The financial health of a company can be inferred from the quality, variety and cost to the employee of the snacks and beverages it offers its employees.

You needn’t be wrong to be called delusional [Article]

The easiest (and most common way) to discredit someone is to label them “delusional”. History is replete with such examples – you may even know someone. The implications can be devastating when applied in a medical context.

The new version of the psychiatrists’ diagnostic manual (DSM-5) has redefined “delusion”:

No longer are psychiatrists asked to decide whether the patient has “a false belief based on incorrect inference about external reality that is firmly sustained despite what almost everyone else believes and despite what constitutes incontrovertible and obvious proof or evidence to the contrary”. A wordy and unhelpful definition that has so many logical holes you could drive a herd of unicorns through it.

Instead, the new definition of delusions describes them as fixed beliefs that are unswayed by clear or reasonable contradictory evidence, which are held with great conviction and are likely to share the common themes of psychosis: paranoia, grandiosity, bodily changes and so on.  

More than an apple a day [Article, Video]
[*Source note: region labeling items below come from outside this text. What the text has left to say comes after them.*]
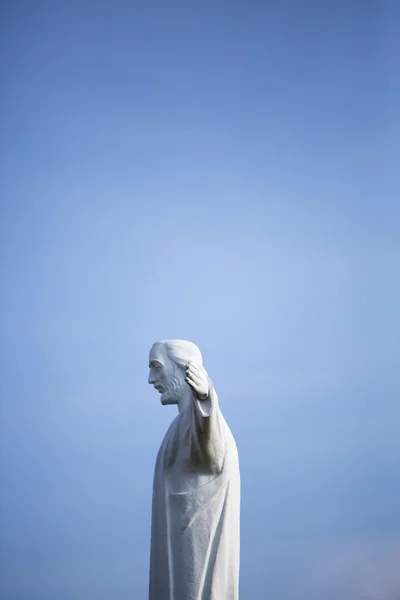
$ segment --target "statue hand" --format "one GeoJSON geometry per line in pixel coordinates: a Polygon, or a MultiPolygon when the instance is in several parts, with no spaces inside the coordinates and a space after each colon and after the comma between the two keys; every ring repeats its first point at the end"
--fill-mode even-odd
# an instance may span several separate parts
{"type": "Polygon", "coordinates": [[[194,390],[200,400],[205,400],[209,393],[209,384],[206,370],[201,365],[188,362],[186,365],[186,383],[194,390]]]}

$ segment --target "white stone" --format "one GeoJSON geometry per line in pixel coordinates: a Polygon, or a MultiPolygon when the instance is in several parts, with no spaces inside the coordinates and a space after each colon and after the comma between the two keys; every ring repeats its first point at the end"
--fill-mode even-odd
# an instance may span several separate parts
{"type": "Polygon", "coordinates": [[[200,350],[164,340],[149,383],[177,404],[154,472],[150,600],[237,600],[240,475],[233,435],[200,350]]]}

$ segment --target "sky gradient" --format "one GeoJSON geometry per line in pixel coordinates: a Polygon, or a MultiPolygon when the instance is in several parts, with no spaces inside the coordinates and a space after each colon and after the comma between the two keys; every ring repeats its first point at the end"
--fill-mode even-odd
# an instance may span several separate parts
{"type": "Polygon", "coordinates": [[[241,599],[400,597],[396,2],[1,3],[1,600],[147,597],[163,338],[241,599]]]}

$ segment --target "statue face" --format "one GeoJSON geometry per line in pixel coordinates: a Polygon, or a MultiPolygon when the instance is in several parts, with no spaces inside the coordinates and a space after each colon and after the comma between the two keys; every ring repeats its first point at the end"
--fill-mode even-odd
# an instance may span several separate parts
{"type": "Polygon", "coordinates": [[[149,383],[161,394],[162,404],[178,404],[184,383],[164,344],[154,344],[149,356],[149,383]]]}

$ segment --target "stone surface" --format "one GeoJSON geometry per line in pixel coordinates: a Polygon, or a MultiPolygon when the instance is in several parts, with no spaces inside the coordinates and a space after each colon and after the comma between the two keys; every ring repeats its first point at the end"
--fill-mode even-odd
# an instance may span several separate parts
{"type": "Polygon", "coordinates": [[[240,475],[235,440],[191,342],[150,351],[149,383],[177,404],[154,473],[150,600],[237,600],[240,475]]]}

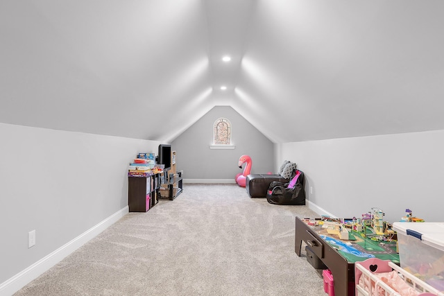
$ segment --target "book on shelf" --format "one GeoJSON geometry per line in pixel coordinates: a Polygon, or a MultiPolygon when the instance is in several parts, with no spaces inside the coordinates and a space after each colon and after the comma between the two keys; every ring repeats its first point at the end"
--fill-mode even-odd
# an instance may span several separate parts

Leo Babauta gave up meat to become a vegan. But as he explains, eating a vegan diet doesn’t necessarily equate to a healthy diet, despite what many believe.
If you care about your health, (and less about pharma companies profits), please take the time to watch this video (which runs for an hour) by Dr. Greger called  More than an apple a day: Preventing our most common diseases.

Interview with a dead man [Article]

Helen Thomas writes about Graham who lives with one of the world’s most mysterious neurological conditions: he has a condition known as Cotard delusion. People with this extremely rare condition believe that they, or parts of their body don’t exist. A fascinating, & for those with it – insufferable, insight.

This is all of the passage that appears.